Perhaps the most notable character in The Return Of The Native is Egdon Heath. Windswept and lonely - brooding and inquiet with huge overhanging skies with the wide expanse of burnished hues of brown, green and yellow below, the heath affects its inhabitants, their personalities and most probably their fates. 

In the Autumn of 2014 The British National Trust acquired the heathland that is thought to be the inspiration for Egdon Heath in The Return Of The Native.  David Brown, Trust ecologist predicts that Hardy enthusiasts will journey to the heath to experience this landscape so tied with the major Hardy novel and so resembling the characters presented in that work. Brown said; “If you want to get a feeling for the Egdon Heath in The Return Of The Native, this is the place to come.  It has a sensation of wilderness, of vastness and emptiness.  It’s a place to lose yourself in.”

Author Thomas Hardy was born June 2, 1840 in a small hamlet called Higher Bockhampton which is located in the southwestern English county of Dorset. His childhood was filled with a wealth of the deep influences of culture and locale. From their two-story brick and thatch cottage, Thomas Hardy naturally absorbed a love for literature from his mother, who although she had only served as a maidservant and cook, loved to read Latin poets and translated French romances.

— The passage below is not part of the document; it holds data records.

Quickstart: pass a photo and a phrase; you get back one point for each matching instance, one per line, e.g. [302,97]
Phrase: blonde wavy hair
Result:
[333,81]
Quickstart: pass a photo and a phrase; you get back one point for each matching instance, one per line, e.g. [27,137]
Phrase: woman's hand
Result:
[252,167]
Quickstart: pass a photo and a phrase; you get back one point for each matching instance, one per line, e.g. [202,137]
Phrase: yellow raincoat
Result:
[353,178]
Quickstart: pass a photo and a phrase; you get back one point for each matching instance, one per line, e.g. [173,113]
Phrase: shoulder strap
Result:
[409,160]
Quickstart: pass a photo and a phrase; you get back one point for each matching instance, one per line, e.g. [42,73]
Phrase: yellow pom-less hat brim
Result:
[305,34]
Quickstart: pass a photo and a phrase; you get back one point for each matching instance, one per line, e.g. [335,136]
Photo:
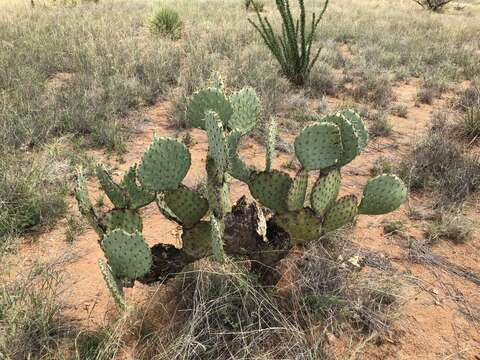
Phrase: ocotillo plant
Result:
[293,47]
[210,226]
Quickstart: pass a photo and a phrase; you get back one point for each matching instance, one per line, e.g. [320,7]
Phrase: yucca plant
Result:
[293,46]
[433,5]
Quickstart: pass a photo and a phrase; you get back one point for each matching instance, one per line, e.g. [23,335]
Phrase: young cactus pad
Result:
[343,212]
[164,165]
[246,110]
[319,146]
[129,255]
[211,99]
[187,205]
[127,220]
[382,195]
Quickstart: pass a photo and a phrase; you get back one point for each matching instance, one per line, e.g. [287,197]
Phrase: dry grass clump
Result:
[214,311]
[440,162]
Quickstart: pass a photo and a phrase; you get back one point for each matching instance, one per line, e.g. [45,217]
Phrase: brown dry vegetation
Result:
[87,83]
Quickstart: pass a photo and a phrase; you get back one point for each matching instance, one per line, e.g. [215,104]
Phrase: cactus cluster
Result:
[324,147]
[302,211]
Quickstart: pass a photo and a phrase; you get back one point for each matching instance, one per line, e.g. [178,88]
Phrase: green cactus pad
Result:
[113,284]
[217,147]
[301,225]
[128,254]
[270,141]
[236,167]
[350,140]
[211,99]
[246,110]
[261,222]
[271,189]
[218,192]
[114,192]
[137,196]
[197,241]
[217,228]
[164,165]
[319,146]
[343,212]
[354,118]
[187,205]
[84,204]
[296,195]
[127,220]
[325,191]
[383,194]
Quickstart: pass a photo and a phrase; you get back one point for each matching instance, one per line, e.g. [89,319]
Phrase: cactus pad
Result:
[383,194]
[236,167]
[211,99]
[128,254]
[343,212]
[164,165]
[271,189]
[246,110]
[354,118]
[270,142]
[127,220]
[217,147]
[350,140]
[137,196]
[187,205]
[114,192]
[301,225]
[296,195]
[325,191]
[319,146]
[196,241]
[165,210]
[113,284]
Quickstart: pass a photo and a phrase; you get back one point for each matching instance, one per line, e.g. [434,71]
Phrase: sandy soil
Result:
[440,312]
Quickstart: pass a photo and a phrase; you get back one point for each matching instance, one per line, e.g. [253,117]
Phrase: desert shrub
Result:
[31,323]
[322,80]
[439,162]
[469,97]
[293,47]
[166,21]
[226,313]
[372,88]
[31,193]
[379,124]
[433,5]
[470,122]
[254,5]
[400,110]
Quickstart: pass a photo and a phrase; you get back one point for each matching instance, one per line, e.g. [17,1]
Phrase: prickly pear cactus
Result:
[164,165]
[129,255]
[382,195]
[327,145]
[113,284]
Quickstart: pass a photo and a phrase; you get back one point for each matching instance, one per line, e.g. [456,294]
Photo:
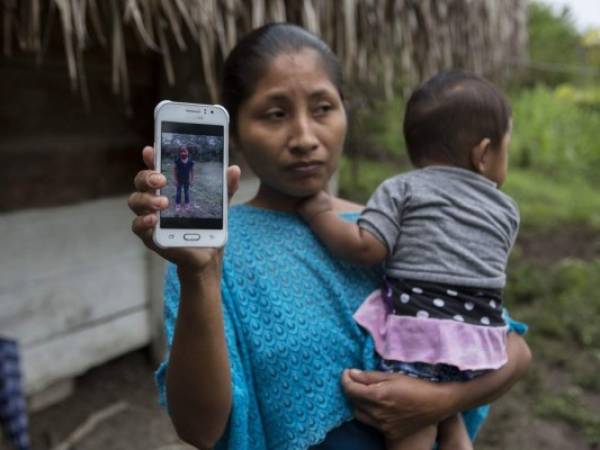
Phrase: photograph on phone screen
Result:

His father, a self-employed master mason and building contractor, had descended from an old Dorset family tracing back to the Isle of Jersey in the1400s and was an avid violin player who passed along his love of music to young Hardy.

Thomas Hardy’s childhood very much revolved around literature, music, the local church and life in a rustic rural setting – all of which translated into the body of work that the author became renowned for and for which he was much loved by his devoted readers.

When I was finally able to put aside the college textbooks and night times taken up with study and homework after graduation, I set out on a personal journey to read through the classics… Now that my reading choices were my own I delved into Jane Austen, the BrontĂ« sisters, Charles Dickens, Victor Hugo, Alexandre Dumas, and with a particular relish… Thomas Hardy.

I didn’t lose my heart to Hardy the way I did to John Keats but the writing style of Thomas Hardy totally captured my mind. His word-crafting is sublime and the wise reader will keep a dictionary handy if your love of words is equal to your love of story.



Our next book discussion will take place at 11am on Saturday the 18th of April, 2015 at a lively Irish pub in Nashville. 

There is plenty of time to walk the wild & atmospheric path that this book offers. Don’t pass this Thomas Hardy masterpiece by and miss the experience!